There was a video doing the rounds in the past few weeks on social media in which Permanent Secretary in the Finance ministry, Ramathan Ggoobi, appeared and said that agriculture does not transform a country.
He went on to say that agriculture is mainly for producing food which he said has “low income elasticity of demand.”
It takes a lot of audacity to take up a pen and begin criticising what a highly educated man of Ggoobi’s stature has said, especially when it is to do with economics.
This article is not therefore addressed to Mr Ramathan Ggoobi but rather it is meant to provide some encouragement to the farmers in their various activities of income generation as coffee farmers, cotton growers, livestock keepers and food producers.
His statement could have left many of them rather humiliated and wondering why the government has been putting so much emphasis on farming and saying that agriculture is the backbone of Uganda’s economy.

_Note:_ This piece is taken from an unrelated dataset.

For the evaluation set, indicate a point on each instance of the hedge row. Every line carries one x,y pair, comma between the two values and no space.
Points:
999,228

Coffee exports alone in 2021 earned Uganda $718.57m, yet coffee is an agricultural product. Ugandan farmers who produced 6.7 million bags of coffee in 2021 are urged to produce more because, as Tracy Buchanayandi, former Agriculture minister wrote in the foreword to the Uganda National Coffee Strategy 2040; coffee plays a leading role in the livelihood of Ugandans and contributes substantially to the national economy.
Vincent Ssempijja, another former minister of Agriculture, has described agriculture as one of the key pillars for economic growth and poverty reduction in his foreword to the National Fertiliser Policy.
If Uganda pays as much attention to cotton as countries such as India, Kenya, South Africa, and many others have, we could substantially transform our textile industry.
Farming is also not just about food production because it involves flowers and tree farming. Trees are important for furniture and housing construction which are features of economic transformation.
The World Bank recognises agriculture’s contribution to economic transformation which is why it advised African leaders in the Malabo Declaration conference to allocate at least 10 percent of their annual budgets to agriculture. The Maputo Declaration of 2003 had carried precisely the same message.